# Find an equation of the line that satisfies the given conditions. x-intercept = -8; y-intercept ...

## Question:

Find an equation of the line that satisfies the given conditions. x-intercept = -8; y-intercept = 2.

## Intercept Form:

The intercepts of a line are the points where the line meets the x-axis and the y-axis. If {eq}(a,0) {/eq} and {eq}(0,b) {/eq} are the intercepts of a line then its equation is found by using: {eq}\dfrac{x}{a}+ \dfrac{y}{b}=1 {/eq}.

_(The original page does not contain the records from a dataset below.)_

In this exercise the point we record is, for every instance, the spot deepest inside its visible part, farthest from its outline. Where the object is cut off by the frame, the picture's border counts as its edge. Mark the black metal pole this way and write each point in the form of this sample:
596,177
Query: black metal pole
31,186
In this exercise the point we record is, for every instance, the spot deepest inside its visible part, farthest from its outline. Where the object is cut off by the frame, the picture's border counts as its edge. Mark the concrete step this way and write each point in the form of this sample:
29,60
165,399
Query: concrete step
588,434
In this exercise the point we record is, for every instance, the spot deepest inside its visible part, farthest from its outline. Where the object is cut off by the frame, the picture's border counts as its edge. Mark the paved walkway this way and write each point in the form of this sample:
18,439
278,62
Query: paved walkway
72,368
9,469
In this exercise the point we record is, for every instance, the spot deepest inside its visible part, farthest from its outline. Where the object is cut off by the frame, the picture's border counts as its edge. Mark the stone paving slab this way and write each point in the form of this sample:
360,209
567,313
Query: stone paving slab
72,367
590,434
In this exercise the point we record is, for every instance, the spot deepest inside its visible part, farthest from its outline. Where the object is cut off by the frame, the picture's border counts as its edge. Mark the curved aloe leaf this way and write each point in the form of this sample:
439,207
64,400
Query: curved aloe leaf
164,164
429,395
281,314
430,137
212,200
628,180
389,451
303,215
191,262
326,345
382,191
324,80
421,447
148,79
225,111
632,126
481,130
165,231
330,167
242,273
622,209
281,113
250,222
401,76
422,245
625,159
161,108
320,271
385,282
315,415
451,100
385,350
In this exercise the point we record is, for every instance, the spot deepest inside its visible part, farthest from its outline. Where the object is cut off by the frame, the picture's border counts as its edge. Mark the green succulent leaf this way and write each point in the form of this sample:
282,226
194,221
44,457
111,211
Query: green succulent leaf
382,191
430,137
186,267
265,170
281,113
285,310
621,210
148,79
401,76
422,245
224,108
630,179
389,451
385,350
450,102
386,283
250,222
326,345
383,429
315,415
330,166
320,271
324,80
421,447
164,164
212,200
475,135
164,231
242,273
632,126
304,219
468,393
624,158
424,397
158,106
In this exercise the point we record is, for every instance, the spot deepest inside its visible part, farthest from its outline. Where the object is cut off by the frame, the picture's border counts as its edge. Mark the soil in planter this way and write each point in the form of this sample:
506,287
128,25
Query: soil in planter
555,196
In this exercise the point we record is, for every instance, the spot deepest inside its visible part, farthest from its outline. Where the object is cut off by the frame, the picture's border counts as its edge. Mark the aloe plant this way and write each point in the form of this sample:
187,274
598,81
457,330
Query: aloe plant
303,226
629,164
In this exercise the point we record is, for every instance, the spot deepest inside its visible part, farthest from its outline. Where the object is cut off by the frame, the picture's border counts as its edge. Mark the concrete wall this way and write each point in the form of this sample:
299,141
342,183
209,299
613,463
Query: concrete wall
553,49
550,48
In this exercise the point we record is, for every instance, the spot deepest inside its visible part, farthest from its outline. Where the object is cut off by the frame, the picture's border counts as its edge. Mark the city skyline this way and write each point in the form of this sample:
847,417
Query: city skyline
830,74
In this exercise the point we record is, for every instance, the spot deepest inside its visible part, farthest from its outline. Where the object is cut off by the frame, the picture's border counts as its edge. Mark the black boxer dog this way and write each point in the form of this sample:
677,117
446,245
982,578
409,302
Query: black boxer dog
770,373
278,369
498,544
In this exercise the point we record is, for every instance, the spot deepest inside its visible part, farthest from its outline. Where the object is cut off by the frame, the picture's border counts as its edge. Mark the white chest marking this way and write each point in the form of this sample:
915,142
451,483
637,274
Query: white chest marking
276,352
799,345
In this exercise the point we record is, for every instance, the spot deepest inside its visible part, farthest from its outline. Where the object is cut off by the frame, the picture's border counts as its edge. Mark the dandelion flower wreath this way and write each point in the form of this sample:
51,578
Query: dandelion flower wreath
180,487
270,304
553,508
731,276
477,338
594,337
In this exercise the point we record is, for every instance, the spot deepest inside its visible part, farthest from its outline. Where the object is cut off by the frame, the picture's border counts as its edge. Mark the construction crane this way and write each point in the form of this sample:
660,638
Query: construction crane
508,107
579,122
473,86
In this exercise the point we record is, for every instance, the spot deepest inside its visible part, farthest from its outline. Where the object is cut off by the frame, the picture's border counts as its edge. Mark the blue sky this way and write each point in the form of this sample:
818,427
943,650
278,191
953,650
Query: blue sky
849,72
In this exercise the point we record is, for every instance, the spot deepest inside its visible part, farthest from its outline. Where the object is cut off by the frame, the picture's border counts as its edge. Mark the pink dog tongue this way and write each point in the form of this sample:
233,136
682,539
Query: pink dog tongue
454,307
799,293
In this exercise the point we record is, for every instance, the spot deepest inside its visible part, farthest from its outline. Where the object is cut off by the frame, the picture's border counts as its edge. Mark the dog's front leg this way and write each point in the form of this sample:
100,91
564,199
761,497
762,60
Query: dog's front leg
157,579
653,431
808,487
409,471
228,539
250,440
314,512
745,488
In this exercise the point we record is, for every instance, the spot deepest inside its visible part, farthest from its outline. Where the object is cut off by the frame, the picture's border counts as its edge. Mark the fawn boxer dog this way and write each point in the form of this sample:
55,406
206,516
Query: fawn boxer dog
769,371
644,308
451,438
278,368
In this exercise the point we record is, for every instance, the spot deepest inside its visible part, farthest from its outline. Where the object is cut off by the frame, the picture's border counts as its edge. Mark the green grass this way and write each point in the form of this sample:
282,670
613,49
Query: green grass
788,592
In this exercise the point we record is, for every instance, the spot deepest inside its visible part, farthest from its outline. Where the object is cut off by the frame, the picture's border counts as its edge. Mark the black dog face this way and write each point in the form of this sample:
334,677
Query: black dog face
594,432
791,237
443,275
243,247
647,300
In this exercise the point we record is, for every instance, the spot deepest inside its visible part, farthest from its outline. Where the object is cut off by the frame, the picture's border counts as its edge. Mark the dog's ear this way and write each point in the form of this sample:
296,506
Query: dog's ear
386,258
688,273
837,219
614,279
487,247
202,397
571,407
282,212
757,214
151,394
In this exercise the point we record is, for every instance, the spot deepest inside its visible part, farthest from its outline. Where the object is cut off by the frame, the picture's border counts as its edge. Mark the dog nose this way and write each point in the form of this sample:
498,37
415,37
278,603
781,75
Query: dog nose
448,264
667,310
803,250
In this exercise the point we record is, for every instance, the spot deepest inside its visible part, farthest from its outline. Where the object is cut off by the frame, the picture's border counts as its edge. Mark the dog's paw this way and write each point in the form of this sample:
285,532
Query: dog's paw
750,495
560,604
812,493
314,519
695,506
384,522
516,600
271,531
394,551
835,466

The intercepts of the line are:

$$\text{x-intercept is}, a =-8 \\ \text{y-intercept is}, b=2$$

The equation of a line in the intercept form is:

$$\dfrac{x}{a}+ \dfrac{y}{b}=1 \\[0.3cm] \dfrac{x}{-8}+ \dfrac{y}{2}=1 \\[0.3cm] \text{Multiply each term on both sides by -8}, \\[0.3cm] x - 4y = -8 \\[0.3cm] \text{Subtracting x from both sides}, \\[0.3cm] -4y=-x-8 \\[0.3cm] \text{Dividing both sides by -4}, \\[0.3cm] \boxed{\mathbf{y= \dfrac{1}{4}x +2}}$$